CHD3 syndrome, also known as Snijders Blok-Campeau Syndrome, is a rare neurodevelopmental disorder. It is caused by a genetic change in the CHD3 gene, which severely impacts early brain development. Since its initial identification in 2018, approximately 60 to 150 cases have been described in medical literature. This genetic disorder results in a spectrum of developmental and physical challenges that affect an individual throughout their life.
The CHD3 Gene and Chromatin Remodeling
The cause of CHD3 syndrome lies in the CHD3 gene, which stands for Chromodomain Helicase DNA-binding Protein 3. This gene provides instructions for creating a protein that is a core subunit of the Nucleosome Remodeling and Deacetylase (NuRD) complex. The CHD3 protein regulates gene activity through chromatin remodeling. This process uses energy from ATP to move nucleosomes, which are the structural units that package DNA into chromosomes.
By repositioning these nucleosomes, the CHD3 protein controls how tightly the DNA is packaged, thereby making certain genes more or less accessible for expression. The mutations found in CHD3 syndrome often alter the protein’s ATP-binding domain, which either increases or decreases its chromatin remodeling activity. This disruption during prenatal development leads to the misregulation of numerous other genes that direct the formation of various organs and tissues, particularly affecting the brain.
Key Developmental and Physical Characteristics
The clinical presentation of CHD3 syndrome includes several consistent features. Nearly all affected individuals experience global developmental delay, particularly in speech and language acquisition. Children often speak their first word around two years and ten months of age, and some remain nonverbal. Intellectual disability is also common, with severity ranging widely from borderline to severe impairment.
Motor skills are frequently affected, as most individuals exhibit low muscle tone (hypotonia). This contributes to delays in achieving milestones such as sitting, standing, and walking. Many people with the syndrome also exhibit distinct craniofacial features, including macrocephaly (an unusually large head circumference) in about half of reported cases.
Other common craniofacial traits include:
- Widely-spaced eyes
- A broad forehead
- Sparse eyebrows
- A pointed chin
Ophthalmological problems are frequent, such as farsightedness or strabismus (misalignment of the eyes). Structural abnormalities in the brain, such as enlarged spaces containing cerebrospinal fluid, are seen in about half of the affected population. Behavioral differences are also noted, including traits associated with Autism Spectrum Disorder (ASD) or an unusually friendly demeanor.

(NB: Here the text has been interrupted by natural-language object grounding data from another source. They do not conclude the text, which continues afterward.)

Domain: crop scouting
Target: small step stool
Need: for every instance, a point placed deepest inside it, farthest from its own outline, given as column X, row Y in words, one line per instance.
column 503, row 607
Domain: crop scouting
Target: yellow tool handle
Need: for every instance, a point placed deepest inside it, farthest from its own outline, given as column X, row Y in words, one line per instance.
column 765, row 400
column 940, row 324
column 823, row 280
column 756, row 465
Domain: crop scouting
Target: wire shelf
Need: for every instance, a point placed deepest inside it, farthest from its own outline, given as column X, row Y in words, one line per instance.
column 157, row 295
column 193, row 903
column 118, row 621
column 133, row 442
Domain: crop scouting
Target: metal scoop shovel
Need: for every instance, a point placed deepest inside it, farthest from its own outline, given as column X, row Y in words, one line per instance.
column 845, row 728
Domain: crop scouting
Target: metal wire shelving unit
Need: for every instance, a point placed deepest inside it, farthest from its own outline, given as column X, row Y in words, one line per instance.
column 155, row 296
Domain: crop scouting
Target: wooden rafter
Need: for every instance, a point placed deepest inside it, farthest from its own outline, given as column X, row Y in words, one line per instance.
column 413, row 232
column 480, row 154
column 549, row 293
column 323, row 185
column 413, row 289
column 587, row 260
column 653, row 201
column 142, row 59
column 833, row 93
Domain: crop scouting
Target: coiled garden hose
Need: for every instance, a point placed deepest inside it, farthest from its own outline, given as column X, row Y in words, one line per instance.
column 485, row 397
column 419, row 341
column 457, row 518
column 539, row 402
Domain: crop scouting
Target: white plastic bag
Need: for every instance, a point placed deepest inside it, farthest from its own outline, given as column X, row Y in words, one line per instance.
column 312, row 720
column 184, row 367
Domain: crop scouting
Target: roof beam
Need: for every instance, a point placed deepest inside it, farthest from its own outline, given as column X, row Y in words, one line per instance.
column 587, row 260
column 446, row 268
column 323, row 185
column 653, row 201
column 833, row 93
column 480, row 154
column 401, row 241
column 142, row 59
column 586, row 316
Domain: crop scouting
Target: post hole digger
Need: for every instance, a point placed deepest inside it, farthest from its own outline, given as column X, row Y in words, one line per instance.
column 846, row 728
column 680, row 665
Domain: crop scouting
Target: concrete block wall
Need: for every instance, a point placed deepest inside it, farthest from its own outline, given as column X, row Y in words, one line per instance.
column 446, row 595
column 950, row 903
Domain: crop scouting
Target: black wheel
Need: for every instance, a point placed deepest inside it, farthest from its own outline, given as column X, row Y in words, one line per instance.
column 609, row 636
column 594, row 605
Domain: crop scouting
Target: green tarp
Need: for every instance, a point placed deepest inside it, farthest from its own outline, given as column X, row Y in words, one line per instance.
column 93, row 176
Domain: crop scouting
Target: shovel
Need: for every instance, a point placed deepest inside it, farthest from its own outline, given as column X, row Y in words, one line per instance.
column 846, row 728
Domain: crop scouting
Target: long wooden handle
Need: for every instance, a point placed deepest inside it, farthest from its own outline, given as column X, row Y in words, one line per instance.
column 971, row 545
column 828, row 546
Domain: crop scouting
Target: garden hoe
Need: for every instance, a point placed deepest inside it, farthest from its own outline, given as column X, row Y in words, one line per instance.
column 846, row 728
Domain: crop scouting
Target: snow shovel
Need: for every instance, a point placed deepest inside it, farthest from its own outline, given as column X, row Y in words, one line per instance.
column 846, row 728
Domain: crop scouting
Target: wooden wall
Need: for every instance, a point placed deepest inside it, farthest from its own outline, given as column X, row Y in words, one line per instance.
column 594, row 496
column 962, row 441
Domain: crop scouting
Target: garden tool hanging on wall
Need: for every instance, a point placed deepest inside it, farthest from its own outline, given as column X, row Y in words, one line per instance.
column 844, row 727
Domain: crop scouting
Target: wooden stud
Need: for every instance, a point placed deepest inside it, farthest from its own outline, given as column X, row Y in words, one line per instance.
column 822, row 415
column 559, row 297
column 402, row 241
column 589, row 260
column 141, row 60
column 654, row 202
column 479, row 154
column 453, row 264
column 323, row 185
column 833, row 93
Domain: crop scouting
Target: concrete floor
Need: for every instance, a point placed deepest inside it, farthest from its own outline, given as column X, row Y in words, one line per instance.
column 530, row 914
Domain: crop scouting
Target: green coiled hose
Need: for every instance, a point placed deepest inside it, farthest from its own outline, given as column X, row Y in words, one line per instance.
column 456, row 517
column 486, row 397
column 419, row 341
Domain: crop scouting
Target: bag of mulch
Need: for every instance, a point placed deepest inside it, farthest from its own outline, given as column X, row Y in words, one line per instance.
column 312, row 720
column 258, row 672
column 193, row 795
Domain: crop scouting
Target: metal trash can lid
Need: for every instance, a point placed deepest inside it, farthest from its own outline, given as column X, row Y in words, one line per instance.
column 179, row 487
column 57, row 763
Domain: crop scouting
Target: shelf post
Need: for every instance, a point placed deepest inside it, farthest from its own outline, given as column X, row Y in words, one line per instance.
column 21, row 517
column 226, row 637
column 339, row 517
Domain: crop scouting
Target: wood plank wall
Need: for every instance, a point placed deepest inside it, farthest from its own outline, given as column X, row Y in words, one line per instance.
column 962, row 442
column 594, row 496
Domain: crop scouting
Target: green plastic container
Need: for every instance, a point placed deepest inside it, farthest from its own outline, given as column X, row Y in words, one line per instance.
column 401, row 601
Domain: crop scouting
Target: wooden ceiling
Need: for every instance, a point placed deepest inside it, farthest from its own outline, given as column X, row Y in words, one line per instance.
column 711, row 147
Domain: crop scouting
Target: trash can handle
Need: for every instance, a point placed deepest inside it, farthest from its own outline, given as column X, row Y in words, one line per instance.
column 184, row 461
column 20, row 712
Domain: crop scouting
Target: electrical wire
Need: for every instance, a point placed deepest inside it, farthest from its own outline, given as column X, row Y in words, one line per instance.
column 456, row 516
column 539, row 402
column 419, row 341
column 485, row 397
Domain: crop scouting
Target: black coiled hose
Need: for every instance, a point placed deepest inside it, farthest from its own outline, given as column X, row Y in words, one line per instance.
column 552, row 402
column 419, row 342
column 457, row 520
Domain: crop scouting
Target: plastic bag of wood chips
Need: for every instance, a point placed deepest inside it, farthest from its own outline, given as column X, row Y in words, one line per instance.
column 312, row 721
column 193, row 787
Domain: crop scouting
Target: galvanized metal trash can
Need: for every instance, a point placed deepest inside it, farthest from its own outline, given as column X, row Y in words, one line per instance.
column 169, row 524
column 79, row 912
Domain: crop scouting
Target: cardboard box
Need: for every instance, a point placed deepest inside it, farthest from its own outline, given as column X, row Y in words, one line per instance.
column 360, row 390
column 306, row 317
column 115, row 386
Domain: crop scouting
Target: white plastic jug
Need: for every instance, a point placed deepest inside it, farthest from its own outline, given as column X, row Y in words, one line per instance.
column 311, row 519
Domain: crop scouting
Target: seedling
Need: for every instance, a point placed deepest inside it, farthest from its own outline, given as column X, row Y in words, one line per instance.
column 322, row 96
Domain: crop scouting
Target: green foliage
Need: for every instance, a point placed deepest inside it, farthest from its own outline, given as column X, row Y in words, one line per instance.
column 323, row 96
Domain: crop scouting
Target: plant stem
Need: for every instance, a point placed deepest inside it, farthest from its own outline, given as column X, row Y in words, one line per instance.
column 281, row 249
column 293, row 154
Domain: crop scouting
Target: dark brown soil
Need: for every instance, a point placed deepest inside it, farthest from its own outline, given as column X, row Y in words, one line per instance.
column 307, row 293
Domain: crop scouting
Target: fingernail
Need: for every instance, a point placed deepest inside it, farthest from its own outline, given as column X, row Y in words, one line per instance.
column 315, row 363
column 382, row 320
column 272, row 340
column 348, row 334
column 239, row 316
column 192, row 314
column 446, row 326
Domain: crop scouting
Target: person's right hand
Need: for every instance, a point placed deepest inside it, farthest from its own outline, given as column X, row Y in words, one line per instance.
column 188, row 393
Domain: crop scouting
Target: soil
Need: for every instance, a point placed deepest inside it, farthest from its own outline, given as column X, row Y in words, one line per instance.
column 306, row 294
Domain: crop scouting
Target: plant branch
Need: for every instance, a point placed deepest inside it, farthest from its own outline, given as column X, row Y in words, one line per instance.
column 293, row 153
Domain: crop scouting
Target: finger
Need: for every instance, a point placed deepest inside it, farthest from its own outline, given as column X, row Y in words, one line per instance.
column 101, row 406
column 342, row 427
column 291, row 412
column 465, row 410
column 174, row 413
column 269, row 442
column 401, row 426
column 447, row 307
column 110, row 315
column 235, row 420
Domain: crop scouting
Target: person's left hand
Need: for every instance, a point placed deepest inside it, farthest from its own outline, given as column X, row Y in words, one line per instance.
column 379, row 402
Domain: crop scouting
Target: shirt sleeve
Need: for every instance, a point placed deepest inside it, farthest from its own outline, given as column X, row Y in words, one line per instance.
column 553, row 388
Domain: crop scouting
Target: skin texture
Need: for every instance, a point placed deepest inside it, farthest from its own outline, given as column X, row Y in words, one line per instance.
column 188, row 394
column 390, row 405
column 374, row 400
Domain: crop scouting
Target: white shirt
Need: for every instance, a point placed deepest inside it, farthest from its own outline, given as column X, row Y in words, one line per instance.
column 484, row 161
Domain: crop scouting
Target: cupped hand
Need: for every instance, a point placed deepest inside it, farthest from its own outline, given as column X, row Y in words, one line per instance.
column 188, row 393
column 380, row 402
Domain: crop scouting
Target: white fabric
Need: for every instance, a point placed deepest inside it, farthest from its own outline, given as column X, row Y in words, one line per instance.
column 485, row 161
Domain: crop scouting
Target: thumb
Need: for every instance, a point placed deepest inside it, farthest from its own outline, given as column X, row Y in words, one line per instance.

Identifying the Syndrome Through Genetic Testing
The identification of CHD3 syndrome begins when a clinician observes severe developmental delay combined with the characteristic physical features. Since symptoms overlap with other neurodevelopmental disorders, a definitive diagnosis requires genetic confirmation. This confirmation is achieved by identifying a pathogenic alteration in the CHD3 gene.
Genetic testing techniques such as whole-exome sequencing (WES) or targeted gene panels are used to analyze the individual’s DNA. These methods specifically look for a heterozygous mutation in the CHD3 gene, which in most cases is a de novo change, meaning it occurs spontaneously and is not inherited from the parents. A confirmed genetic diagnosis provides a clear explanation for the child’s developmental trajectory and is necessary for accessing appropriate support services.
Multidisciplinary Care and Symptomatic Management
Since CHD3 syndrome is a genetic condition, no curative treatment is available. Management focuses on addressing specific symptoms and providing supportive care. This approach necessitates a multidisciplinary team of specialists, including neurologists, developmental pediatricians, genetic counselors, and various therapists. Early and intensive intervention is advised to maximize developmental potential.
Therapeutic interventions are tailored to the individual’s needs:
- Speech and language services are a primary focus due to communication deficits.
- Physical therapy and occupational therapy address low muscle tone and improve motor skills.
- Specialized educational planning, such as Individualized Education Programs (IEPs), ensures academic support for learning challenges.